Stretchtext consists of ordinary continuous text which can be “stretched”, or made longer and more detailed. By pointing at specific areas and pulling the throttle in the “magnify” direction, the reader may obtain greater detail on a specific subject, or area of the text. The text stretches, becoming longer, with replacement phrases, new details, and additional clauses popping into place.
The good of this structure should be evident. The reader remains oriented. If he loses track of where he is, he “shrinks” the text to a higher, shorter level; if he wants to study a topic in more detail, he magnifies it.
An important editorial constraint on stretchtext, then, is that details and narrative arrangements must remain fixed in their relative order through different levels of stretchtext. However, in one respect it appears to be easier to write than ordinary text: rather than deciding what details to “put in” and “leave out,” the author merely assigns altitudes (or “fineness”?) to topics and details, thus determining at how great a magnification they will be seen.
Editorially, the stretchtext is (1) always the same unit, and (2) always a continuous narrative. Thus it is unlike hypertexts with discrete chunks and breaks.

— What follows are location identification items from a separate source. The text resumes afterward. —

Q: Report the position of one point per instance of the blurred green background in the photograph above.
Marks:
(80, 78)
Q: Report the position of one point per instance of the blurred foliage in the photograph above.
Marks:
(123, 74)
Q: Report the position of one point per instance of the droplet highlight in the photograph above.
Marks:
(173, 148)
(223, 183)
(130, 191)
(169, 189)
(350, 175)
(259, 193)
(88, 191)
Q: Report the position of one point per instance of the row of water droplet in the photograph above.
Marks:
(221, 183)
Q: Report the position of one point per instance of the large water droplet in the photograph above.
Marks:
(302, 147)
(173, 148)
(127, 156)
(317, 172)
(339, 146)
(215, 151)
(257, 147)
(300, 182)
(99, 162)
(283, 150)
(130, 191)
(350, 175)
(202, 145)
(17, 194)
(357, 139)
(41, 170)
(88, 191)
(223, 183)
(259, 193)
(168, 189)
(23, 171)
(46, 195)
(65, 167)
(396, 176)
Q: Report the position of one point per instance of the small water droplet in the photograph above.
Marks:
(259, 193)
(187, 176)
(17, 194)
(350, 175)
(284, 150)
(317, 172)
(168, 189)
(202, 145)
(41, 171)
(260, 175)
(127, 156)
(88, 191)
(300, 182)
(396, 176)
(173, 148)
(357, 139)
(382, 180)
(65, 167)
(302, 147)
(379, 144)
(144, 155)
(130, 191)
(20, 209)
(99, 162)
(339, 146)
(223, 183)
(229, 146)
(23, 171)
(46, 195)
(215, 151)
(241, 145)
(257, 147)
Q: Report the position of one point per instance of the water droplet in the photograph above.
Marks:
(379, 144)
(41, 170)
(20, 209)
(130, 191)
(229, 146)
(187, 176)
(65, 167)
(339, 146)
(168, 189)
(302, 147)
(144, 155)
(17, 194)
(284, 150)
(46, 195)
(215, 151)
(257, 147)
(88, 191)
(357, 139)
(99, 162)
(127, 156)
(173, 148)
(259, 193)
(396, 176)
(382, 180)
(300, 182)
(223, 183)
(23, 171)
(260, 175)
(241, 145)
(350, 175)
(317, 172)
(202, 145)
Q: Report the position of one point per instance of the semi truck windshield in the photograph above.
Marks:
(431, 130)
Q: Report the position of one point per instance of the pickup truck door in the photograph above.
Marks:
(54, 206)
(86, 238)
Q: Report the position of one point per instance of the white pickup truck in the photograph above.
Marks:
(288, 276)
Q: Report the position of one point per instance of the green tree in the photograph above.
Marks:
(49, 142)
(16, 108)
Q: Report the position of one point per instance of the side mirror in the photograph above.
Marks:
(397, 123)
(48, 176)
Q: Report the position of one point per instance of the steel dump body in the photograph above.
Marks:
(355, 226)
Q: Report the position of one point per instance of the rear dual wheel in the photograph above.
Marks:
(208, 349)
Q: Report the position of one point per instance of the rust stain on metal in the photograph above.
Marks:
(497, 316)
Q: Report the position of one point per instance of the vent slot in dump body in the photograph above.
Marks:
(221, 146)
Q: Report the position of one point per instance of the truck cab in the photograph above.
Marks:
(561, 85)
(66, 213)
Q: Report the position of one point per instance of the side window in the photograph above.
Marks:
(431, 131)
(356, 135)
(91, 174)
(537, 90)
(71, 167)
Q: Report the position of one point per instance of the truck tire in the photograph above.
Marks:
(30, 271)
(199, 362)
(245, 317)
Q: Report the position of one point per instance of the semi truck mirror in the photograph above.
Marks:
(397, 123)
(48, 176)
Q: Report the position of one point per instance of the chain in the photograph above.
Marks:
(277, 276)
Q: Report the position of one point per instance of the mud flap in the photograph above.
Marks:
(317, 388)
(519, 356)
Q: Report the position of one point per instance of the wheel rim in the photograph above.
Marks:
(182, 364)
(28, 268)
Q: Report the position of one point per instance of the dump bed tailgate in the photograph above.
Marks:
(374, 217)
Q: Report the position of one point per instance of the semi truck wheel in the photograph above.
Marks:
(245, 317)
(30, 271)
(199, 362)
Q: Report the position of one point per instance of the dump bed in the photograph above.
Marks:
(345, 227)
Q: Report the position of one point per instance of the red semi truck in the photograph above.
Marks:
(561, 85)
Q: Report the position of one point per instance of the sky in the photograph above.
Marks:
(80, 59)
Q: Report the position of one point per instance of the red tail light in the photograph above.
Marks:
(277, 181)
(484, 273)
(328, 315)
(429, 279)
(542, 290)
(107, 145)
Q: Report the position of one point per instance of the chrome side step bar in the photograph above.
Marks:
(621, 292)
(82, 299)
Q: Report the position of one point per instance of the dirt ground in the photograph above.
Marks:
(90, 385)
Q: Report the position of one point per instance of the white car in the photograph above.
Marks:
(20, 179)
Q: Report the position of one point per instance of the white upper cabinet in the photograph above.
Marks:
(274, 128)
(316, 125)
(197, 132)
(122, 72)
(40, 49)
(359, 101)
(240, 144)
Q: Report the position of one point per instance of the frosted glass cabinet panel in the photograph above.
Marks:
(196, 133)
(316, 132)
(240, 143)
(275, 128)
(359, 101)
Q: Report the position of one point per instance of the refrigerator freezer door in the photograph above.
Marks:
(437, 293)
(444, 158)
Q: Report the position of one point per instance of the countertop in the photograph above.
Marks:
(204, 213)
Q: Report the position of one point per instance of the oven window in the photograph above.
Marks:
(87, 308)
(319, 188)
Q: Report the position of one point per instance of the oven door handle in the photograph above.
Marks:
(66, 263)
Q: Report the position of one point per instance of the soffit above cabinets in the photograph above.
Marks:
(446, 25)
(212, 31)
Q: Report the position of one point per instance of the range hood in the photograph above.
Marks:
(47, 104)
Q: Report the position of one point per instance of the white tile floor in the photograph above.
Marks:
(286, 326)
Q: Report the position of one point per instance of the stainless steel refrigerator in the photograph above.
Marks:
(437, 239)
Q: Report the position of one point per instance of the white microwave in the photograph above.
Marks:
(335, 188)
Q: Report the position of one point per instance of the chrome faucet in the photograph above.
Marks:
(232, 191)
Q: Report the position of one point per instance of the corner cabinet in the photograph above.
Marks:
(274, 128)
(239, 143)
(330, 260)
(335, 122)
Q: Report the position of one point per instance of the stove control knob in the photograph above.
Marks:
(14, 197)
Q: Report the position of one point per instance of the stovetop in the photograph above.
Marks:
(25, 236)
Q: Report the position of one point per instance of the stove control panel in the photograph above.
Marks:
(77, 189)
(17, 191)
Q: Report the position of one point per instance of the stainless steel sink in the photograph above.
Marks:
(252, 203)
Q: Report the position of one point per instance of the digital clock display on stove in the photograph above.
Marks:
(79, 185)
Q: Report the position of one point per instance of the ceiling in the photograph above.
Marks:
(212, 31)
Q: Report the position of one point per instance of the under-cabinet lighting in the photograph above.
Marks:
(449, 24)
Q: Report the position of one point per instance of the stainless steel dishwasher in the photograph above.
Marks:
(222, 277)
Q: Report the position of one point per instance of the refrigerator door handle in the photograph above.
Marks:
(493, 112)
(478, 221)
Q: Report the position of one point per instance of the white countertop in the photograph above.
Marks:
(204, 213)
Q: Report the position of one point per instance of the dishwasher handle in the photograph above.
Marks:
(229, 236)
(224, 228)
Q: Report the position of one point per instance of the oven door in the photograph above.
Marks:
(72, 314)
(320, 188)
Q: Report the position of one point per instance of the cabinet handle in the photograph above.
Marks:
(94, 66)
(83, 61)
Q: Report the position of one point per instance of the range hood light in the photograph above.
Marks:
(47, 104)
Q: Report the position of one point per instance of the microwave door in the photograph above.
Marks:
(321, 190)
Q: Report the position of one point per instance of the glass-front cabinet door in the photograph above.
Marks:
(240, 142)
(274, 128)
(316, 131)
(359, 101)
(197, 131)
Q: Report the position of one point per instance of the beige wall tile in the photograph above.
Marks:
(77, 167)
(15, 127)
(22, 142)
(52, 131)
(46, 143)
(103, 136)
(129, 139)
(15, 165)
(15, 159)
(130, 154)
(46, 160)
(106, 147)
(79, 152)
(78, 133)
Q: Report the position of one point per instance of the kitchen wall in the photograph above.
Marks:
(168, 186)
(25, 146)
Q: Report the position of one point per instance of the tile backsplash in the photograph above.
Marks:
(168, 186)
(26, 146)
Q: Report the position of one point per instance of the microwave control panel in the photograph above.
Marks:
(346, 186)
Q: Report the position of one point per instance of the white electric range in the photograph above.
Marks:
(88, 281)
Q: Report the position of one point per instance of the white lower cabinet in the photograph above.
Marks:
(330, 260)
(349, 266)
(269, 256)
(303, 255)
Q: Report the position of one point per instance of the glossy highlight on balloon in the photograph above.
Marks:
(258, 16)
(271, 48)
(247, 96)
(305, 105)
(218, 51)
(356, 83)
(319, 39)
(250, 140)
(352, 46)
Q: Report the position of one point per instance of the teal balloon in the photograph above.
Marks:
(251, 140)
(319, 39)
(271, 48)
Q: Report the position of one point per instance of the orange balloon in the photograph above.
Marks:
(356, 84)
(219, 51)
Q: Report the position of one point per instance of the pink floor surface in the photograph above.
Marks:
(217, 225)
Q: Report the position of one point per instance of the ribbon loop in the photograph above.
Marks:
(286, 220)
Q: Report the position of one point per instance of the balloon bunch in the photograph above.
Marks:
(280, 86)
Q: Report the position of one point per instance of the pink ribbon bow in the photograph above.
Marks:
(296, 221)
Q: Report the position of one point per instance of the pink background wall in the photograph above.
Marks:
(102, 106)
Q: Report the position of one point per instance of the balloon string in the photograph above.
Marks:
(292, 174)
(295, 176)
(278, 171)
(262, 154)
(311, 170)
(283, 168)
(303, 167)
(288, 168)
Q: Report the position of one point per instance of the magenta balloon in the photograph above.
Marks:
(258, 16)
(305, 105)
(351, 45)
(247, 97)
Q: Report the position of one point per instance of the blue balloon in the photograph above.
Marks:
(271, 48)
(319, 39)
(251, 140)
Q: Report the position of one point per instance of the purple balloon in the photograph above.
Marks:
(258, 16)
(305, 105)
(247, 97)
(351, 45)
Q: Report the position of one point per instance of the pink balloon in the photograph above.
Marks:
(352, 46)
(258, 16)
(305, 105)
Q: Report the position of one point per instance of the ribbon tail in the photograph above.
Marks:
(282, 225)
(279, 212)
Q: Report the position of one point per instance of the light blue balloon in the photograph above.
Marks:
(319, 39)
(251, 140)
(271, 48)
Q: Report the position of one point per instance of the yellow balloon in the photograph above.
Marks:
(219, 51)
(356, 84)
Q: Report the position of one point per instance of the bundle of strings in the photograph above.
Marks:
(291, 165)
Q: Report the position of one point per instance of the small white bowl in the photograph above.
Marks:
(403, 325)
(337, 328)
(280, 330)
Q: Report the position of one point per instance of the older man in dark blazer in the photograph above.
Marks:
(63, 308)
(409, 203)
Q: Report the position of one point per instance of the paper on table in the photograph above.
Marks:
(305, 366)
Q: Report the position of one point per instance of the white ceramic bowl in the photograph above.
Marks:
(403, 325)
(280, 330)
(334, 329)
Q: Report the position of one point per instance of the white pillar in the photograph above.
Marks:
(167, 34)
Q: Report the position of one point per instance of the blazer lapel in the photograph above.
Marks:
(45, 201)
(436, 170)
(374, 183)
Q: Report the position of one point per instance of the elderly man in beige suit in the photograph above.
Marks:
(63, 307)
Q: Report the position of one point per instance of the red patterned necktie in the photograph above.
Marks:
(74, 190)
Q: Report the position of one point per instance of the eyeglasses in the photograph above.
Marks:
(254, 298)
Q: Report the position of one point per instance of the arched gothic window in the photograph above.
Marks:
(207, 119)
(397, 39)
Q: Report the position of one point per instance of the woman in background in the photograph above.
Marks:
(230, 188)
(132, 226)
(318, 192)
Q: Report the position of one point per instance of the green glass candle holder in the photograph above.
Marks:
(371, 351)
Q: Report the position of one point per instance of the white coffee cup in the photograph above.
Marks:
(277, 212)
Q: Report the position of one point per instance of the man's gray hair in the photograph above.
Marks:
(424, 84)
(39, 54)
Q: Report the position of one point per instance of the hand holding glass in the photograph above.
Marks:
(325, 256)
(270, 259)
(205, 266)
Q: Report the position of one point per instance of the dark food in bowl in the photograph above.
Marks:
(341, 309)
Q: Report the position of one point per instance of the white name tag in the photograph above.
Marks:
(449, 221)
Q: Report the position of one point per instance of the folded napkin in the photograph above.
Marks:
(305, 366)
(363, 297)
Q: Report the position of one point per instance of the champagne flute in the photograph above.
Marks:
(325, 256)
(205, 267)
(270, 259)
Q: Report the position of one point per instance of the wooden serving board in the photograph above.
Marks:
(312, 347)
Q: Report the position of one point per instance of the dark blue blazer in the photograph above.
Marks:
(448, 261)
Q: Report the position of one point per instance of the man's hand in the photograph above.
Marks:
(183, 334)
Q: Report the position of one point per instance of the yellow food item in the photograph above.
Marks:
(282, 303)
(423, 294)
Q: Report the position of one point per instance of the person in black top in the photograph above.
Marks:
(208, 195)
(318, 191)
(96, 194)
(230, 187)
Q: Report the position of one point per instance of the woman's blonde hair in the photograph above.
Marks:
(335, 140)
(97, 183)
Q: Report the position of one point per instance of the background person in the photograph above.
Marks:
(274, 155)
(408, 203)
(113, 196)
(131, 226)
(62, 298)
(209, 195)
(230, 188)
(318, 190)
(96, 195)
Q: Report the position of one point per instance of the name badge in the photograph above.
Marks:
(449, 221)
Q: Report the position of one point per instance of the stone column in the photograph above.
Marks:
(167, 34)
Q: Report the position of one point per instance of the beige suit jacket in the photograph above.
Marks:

So, the idea is that we begin with our basic text or text for our beginner audience and then we can create additional material that we can “stretch” to allow for more advanced content at deeper levels or we can have multiple sections of stretched content at the same level.
The tool adds complexity to the writing process. If the result is 15 pages how do we create the content? Do we write all 15 and then insert the markup to create the stretch points? Do we create an initial five pages and then expand the content as needed?
In the Codepen Example I’m using to validate the usefulness of Stretchtext as a writing tool, I hid the quote from Ted Nelson to demonstrate how it works and to show that you can hide arbitrarily large portions of the content.
How I envision this tool working is to write the full content and then hide more advanced content using Stretchtext and let the user decide if they want the additional material or not.